Cuando el aire caliente de la calefacción entra en contacto con la piel, la seca y, lo que es peor, las bacterias del filtro pueden provocar problemas dérmicos. El uso continuado de la calefacción del coche puede acelerar el envejecimiento de este y hacer que la piel se quede seca y agrietada. Además, una diferencia de temperatura importante entre el interior del coche y el exterior puede provocar rubor.
Se recomienda ajustar la dirección de la calefacción hacia los pies o el cuerpo, y mantener el coche a una temperatura agradable y no excesiva. Además, es importante abrir la ventana al conducir para que entre aire fresco.

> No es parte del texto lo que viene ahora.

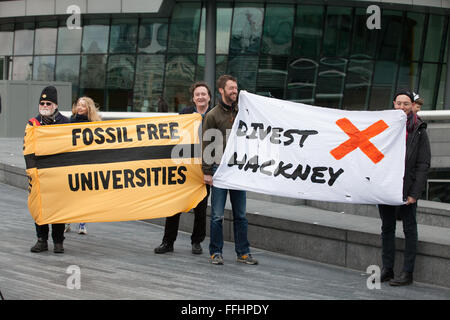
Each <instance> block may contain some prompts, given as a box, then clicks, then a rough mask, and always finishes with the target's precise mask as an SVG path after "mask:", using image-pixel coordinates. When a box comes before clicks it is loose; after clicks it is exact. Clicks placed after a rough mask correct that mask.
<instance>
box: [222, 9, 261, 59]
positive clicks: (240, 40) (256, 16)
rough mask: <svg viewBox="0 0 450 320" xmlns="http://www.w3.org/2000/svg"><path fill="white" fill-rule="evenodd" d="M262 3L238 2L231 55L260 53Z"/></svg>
mask: <svg viewBox="0 0 450 320" xmlns="http://www.w3.org/2000/svg"><path fill="white" fill-rule="evenodd" d="M263 16H264V8H263V7H262V5H256V4H255V5H250V4H249V5H244V4H236V6H235V8H234V16H233V27H232V32H231V43H230V55H236V54H245V53H247V54H258V52H259V47H260V45H259V44H260V39H261V33H262V28H261V26H262V20H263Z"/></svg>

Si tiene la piel seca, lleve una loción hidratante para mantener la piel hidratada cuando encienda la calefacción.

El aire caliente del interior del coche puede resecar la piel y el cabello. El pelo áspero se carga de electricidad estática cuando entra en contacto con el asiento, por lo que se estropeará su peinado y le molestará al conducir. A este respecto, es mejor usar un asiento calefactado o, si es necesario usar la calefacción, bajarla o ajustar la dirección hacia abajo. Las conductoras deben recordar que el uso de la calefacción del coche puede provocar daños en el cabello, pues con frecuencia usan secador de pelo en invierno.
El uso de una esencia hidratante para el cabello es una forma de evitar que se le caiga el pelo mientras conduce. También es bueno para los caballeros limitar el uso de la calefacción en el coche para que no caiga pelo al suelo.

El aire seco no solo daña la piel y el cabello, sino también los bronquios. En particular, la calefacción del coche puede soltar todo tipo de bacterias si no se mantiene limpio el sistema.
Esta sequedad de la membrana mucosa en los bronquios puede provocar dolor de garganta y nódulos vocales. Además, cualquier enfermedad que se incube como resultado del uso de la calefacción puede hacer que los conductores se sientan más cansados, lo que provoca peligro, en especial al conducir grandes distancias. Si es necesario usar la calefacción del coche, recuerde dejar que entre aire fresco cada cierto tiempo, mantener el coche limpio y comprobar el filtro periódicamente.
El uso frecuente de la calefacción del coche durante el invierno puede provocar problemas de salud. Este invierno, tenga en cuenta las recomendaciones de NEXEN TODAY para garantizar una conducción segura y cuidar su salud.